以下、最初にレビューした文章(あえて修正・変更せず)に続きます。
推理小説の元祖といえば誰しもが「江戸川乱歩」の名を挙げるでしょうが「夢野久作」もソレと並ぶという方も多いのではないでしょうか。
そして、この小説において紡ぎ出されている手法は、後年の多くのSF作家により採用・応用されていることが伺われます。
私は「推理小説」はあまり好まず「SF小説」はかなり好きで読み込んできたのですが「昭和のSF小説四天王」といえば「小松左京」「井上ひさし(SF作家と呼ぶと怒られるかもですが)」「筒井康隆」「星新一」的な感じ(あくまでも私感)であり、番外として「安部公房」の存在も捨てがたいと感じます。
そしてそのすべての作家における主要なSF作品の「手法」の中には、この「夢野久作」による「読者を幻惑に陥れる手法」が巧みに使われていると思います。

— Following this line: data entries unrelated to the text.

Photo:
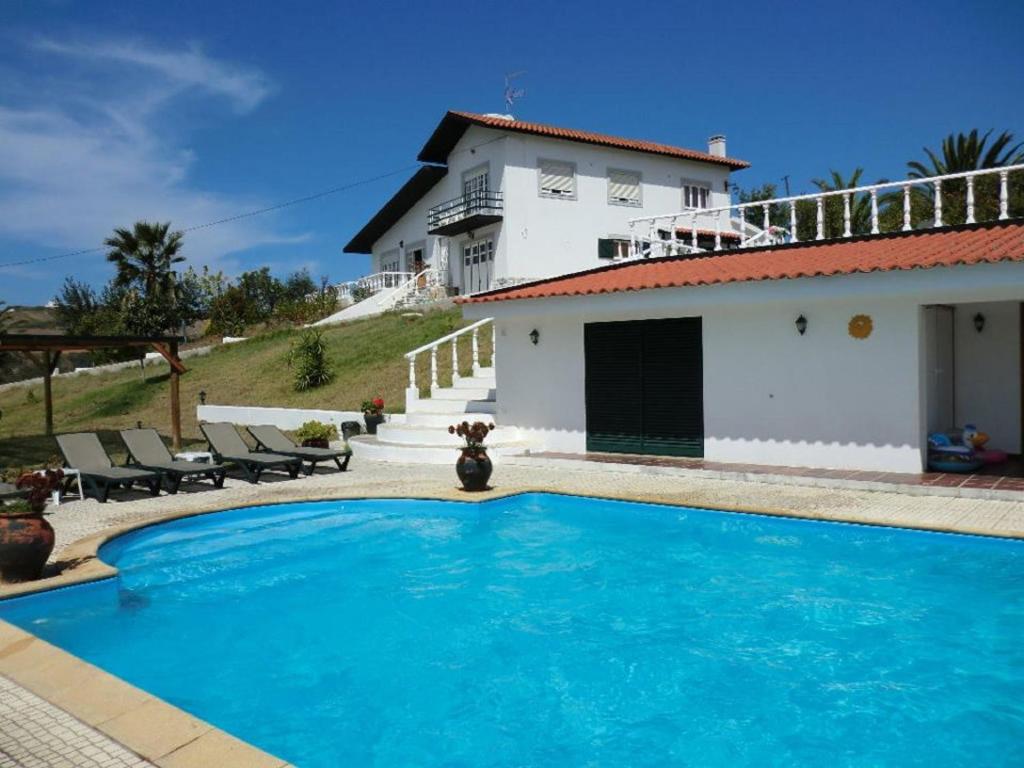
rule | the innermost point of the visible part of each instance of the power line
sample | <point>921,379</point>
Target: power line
<point>258,211</point>
<point>247,214</point>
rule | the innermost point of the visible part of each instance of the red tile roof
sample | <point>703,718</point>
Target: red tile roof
<point>975,244</point>
<point>454,124</point>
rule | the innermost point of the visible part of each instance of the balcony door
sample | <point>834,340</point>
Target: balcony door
<point>477,265</point>
<point>474,183</point>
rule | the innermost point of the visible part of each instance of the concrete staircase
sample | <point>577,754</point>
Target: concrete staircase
<point>423,438</point>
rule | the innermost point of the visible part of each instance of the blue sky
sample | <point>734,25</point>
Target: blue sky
<point>198,111</point>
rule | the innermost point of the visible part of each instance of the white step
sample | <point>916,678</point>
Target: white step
<point>369,448</point>
<point>423,435</point>
<point>471,382</point>
<point>463,393</point>
<point>443,420</point>
<point>431,406</point>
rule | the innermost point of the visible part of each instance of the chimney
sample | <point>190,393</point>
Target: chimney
<point>716,145</point>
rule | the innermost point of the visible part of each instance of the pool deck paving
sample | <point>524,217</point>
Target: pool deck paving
<point>54,707</point>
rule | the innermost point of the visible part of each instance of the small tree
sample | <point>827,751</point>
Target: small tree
<point>308,358</point>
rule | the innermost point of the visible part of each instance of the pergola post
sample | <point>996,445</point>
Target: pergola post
<point>175,400</point>
<point>48,391</point>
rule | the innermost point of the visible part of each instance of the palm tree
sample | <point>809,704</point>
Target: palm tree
<point>144,257</point>
<point>964,153</point>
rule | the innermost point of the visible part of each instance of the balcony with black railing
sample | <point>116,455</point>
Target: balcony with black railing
<point>465,213</point>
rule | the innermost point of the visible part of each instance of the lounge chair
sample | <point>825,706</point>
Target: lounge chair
<point>84,452</point>
<point>226,445</point>
<point>9,493</point>
<point>271,438</point>
<point>146,451</point>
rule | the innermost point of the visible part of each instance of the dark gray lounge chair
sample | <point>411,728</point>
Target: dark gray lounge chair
<point>10,493</point>
<point>226,445</point>
<point>84,452</point>
<point>146,451</point>
<point>271,438</point>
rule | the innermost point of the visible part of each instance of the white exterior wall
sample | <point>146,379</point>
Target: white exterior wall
<point>476,147</point>
<point>771,396</point>
<point>549,236</point>
<point>544,237</point>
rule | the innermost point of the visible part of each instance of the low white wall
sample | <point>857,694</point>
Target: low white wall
<point>988,372</point>
<point>285,418</point>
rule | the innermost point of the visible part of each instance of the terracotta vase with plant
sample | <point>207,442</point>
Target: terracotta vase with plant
<point>26,538</point>
<point>373,414</point>
<point>473,466</point>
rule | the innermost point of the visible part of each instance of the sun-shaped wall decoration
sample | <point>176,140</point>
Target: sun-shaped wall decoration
<point>860,326</point>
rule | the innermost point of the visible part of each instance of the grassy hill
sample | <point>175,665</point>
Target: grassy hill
<point>368,357</point>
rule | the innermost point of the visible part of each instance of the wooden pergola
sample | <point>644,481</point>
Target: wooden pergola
<point>45,350</point>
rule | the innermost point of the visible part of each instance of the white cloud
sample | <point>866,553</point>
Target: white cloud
<point>186,69</point>
<point>92,153</point>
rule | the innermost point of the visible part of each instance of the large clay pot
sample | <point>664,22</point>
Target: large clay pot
<point>373,420</point>
<point>26,543</point>
<point>473,469</point>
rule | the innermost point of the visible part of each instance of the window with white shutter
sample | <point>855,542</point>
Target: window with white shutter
<point>696,195</point>
<point>624,187</point>
<point>557,179</point>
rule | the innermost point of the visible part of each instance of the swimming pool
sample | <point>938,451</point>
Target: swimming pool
<point>550,630</point>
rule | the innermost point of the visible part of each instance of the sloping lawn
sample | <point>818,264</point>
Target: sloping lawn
<point>368,357</point>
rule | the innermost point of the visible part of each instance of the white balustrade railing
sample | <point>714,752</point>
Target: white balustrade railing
<point>421,283</point>
<point>433,349</point>
<point>372,284</point>
<point>659,236</point>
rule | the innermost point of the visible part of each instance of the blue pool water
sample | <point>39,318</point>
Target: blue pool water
<point>558,631</point>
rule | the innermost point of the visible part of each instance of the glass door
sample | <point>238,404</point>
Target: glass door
<point>477,259</point>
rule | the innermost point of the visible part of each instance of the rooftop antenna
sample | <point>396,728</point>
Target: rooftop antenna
<point>511,93</point>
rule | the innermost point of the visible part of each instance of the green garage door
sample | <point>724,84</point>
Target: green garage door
<point>645,387</point>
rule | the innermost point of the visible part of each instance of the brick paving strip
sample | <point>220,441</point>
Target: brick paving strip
<point>110,709</point>
<point>34,733</point>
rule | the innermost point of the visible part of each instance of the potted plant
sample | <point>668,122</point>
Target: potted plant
<point>373,414</point>
<point>316,434</point>
<point>26,538</point>
<point>473,466</point>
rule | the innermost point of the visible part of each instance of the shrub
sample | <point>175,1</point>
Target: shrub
<point>316,430</point>
<point>229,312</point>
<point>308,357</point>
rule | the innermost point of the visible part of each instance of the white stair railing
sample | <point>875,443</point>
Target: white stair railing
<point>422,282</point>
<point>372,284</point>
<point>413,391</point>
<point>659,236</point>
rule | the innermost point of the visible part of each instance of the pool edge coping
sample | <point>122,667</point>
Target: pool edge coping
<point>59,677</point>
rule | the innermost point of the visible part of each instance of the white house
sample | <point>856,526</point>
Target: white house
<point>500,201</point>
<point>843,353</point>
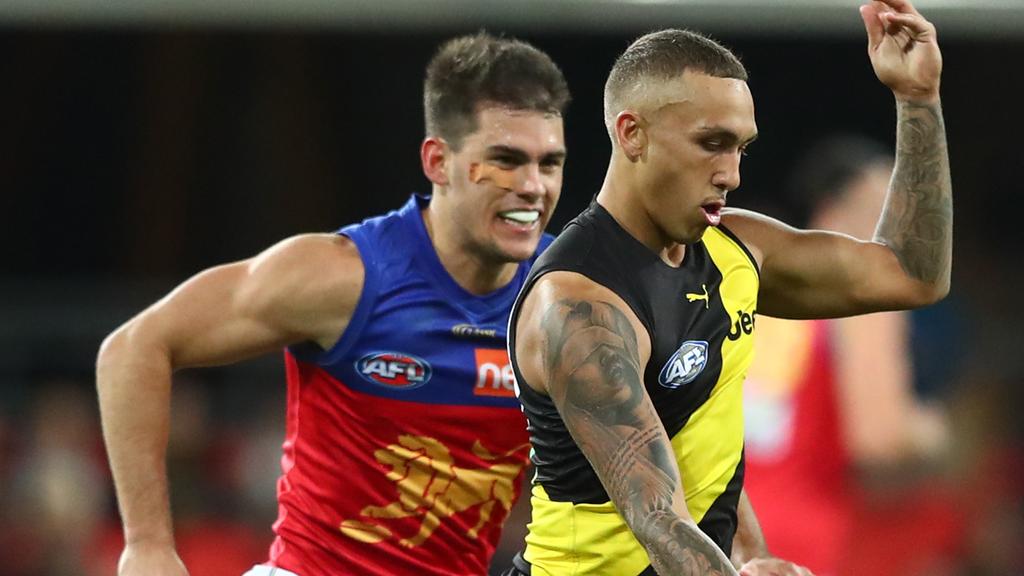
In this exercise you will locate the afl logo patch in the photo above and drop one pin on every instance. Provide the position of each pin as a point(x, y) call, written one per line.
point(685, 365)
point(393, 370)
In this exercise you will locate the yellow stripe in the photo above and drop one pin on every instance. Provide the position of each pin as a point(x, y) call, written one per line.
point(567, 539)
point(710, 445)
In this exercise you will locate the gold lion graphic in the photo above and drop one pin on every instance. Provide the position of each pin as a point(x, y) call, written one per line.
point(432, 488)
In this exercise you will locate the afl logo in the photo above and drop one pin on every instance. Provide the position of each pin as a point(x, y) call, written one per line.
point(393, 370)
point(685, 365)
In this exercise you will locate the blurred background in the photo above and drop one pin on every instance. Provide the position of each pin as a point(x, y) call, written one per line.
point(141, 142)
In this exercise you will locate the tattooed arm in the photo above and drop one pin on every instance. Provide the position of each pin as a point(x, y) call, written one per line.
point(815, 274)
point(579, 342)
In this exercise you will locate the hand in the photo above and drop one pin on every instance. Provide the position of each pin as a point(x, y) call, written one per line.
point(151, 560)
point(772, 567)
point(903, 49)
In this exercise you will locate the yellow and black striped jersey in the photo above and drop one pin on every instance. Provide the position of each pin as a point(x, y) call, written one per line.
point(699, 318)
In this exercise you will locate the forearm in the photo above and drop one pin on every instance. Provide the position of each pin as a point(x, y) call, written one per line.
point(916, 219)
point(133, 381)
point(678, 546)
point(749, 542)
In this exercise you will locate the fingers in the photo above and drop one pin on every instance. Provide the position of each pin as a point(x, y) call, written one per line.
point(902, 6)
point(914, 25)
point(872, 24)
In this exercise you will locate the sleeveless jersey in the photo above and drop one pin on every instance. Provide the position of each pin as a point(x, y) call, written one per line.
point(699, 318)
point(404, 444)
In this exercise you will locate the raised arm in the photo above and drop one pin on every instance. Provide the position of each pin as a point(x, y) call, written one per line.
point(579, 343)
point(907, 263)
point(303, 289)
point(750, 552)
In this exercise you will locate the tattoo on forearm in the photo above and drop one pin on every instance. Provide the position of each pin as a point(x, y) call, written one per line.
point(594, 376)
point(916, 221)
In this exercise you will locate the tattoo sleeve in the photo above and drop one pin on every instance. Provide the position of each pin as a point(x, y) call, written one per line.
point(916, 220)
point(592, 368)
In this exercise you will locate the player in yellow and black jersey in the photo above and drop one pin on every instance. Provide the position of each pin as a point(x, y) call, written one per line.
point(631, 337)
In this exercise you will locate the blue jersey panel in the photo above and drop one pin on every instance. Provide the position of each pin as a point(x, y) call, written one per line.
point(416, 334)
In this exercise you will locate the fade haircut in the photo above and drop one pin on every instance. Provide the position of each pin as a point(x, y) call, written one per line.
point(665, 55)
point(470, 71)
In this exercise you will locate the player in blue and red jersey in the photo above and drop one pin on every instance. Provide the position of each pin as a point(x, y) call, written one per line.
point(404, 442)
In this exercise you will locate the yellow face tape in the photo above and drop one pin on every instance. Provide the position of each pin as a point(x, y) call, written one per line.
point(501, 177)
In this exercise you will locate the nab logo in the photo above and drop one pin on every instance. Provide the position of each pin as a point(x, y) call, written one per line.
point(688, 361)
point(393, 370)
point(742, 325)
point(494, 374)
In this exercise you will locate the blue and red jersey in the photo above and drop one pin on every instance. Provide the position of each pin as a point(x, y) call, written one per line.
point(404, 444)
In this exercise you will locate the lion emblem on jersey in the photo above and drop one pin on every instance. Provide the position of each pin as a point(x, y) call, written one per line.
point(432, 488)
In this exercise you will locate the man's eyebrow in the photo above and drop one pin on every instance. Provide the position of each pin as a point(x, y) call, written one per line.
point(726, 134)
point(519, 155)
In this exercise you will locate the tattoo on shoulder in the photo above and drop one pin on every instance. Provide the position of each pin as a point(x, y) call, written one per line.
point(593, 371)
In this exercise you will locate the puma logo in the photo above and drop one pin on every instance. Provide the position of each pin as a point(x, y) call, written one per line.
point(692, 297)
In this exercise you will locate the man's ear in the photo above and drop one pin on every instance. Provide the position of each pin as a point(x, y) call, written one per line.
point(631, 134)
point(434, 154)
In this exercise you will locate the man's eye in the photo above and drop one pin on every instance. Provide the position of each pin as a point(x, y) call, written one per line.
point(504, 162)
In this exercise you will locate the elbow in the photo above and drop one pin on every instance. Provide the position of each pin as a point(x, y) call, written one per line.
point(113, 352)
point(930, 293)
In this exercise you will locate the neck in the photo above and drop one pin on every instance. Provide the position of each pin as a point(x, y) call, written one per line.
point(469, 269)
point(621, 197)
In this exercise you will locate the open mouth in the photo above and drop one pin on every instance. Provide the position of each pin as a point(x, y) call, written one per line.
point(713, 212)
point(522, 217)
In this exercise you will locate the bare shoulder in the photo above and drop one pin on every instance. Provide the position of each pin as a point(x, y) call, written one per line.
point(758, 232)
point(310, 281)
point(560, 305)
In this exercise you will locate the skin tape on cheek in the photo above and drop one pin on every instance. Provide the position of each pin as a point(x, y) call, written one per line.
point(487, 173)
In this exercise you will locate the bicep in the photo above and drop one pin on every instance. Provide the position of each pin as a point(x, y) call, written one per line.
point(245, 309)
point(592, 370)
point(820, 274)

ここでチョット具体的な内容(ネタバレなし)に移りますが、大いに気なったのがこの小説の舞台である「精神病院」の「状況」と「患者の扱われ方」などが21世紀の現在になっても殆ど変わっていないという事実です。一応「待遇」は改善の方向へ向かってはいますし「薬」もそれなりには開発されていますが、どれをとっても「根本的に改善」されているとはいい難いのが現状でしょう。それほどまでに「精神疾患」という病気が「謎に包まれたままの状態」になっていることを多くの「健常者」の方々にも知っていただきたいと思います。そこを「舞台」として繰り広げられている事にこの小説の「キモ」があるのだと感じました。
なのでこの小説は単なる「推理小説」や「難解小説」などではなく「問題提起小説」の一つとして、21世紀の現代にもまた読み返される必要がある(特に精神科関連の医療従事者の方々には)と思います。
途中で「難解」とか「退屈」とか「差別的」とか感じる部分も多々ありますが、この小説の書かれた時代を鑑みて我慢しながらお読みになる事をおすすめします。